Memes and Transmission Pathways

From, Why Cultural Evolution Is Real (And What It Is)

(Because watching other people say that thing you were saying and be like ‘omg I was saying that’ and then they give it their own twist and you are like ‘oh yes I see where this is going and it gets back to the morality model’ and then the joy at how much fun it is.)

(Guys guys we are talking about memes, okay. And the big question brought up by the part I quoted is, of course, What are the long-term effects of changing transmission pathways?)

Quote:

“How Transmission Pathways Matter

In my outline, I mentioned that the transmission pathway – vertical or horizontal – matters a great deal for the content and friendliness of transmitted cultural items.

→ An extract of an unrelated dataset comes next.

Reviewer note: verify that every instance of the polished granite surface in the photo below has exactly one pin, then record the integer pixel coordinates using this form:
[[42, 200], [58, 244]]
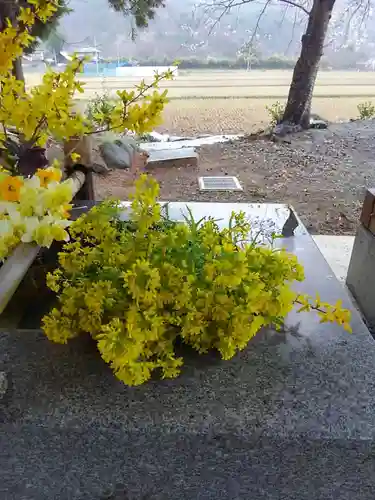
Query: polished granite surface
[[292, 417]]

In biology, there is already support for this model. Parasitic entities like bacteria that are limited to vertical transmission – transmission from parent to child only – quickly evolve into benign symbiosis with the host, because their own fitness is dependent on the fitness of the host entity. But parasitic entities that may accomplish horizontal transmission are not so constrained, and may be much more virulent, extracting high fitness costs from the host. (See, e.g., An empirical study of the evolution of virulence under both horizontal and vertical transmission, by Stewart, Logsdon, and Kelley, 2005, for experimental evidence involving corn and a corn pathogen.)

As indicated in an earlier section, ancient cultural data is very tree-like, indicating that the role of horizontal transmission has been minimal. However, the memetic technologies of modernity – from book printing to the internet – increased the role of horizontal transmission. I have previously written that the modern limited fertility pattern was likely transmitted horizontally, through Western-style education and status competition by limiting fertility (in The history of fertility transitions and the new memeplex, Sarah Perry, 2014). The transmission of this new “memeplex” was only sustainable by horizontal transmission; while it increases the individual well-being of “infected carriers,” it certainly decreases their evolutionary fitness. …”

Okay, right. So your meme-mitochondria will most likely protect you from dying, but don’t much give a shit if you end up killing people who are not-you or at least don’t share your genes. And meme-viruses will try to get you to not kill society at large (which is busy propagating them,) but don’t particularly care if they kill you.

Reflections:

1. Will modern mass-media destroy itself by accidentally destroying the people that use it? Can mass-media be a stable, long-term part of the human cultural/technological toolkit?

2. Does modern mass-media create an actually different moral meme-environment from the vast majority of the human past? Is this good/bad/neutral?

3. Will we evolve to be adapted to this meme-environment, say, by people who believe that Western Education is Sin kidnapping girls, selling them as brides, and then massively out-breeding people who “Lean In”?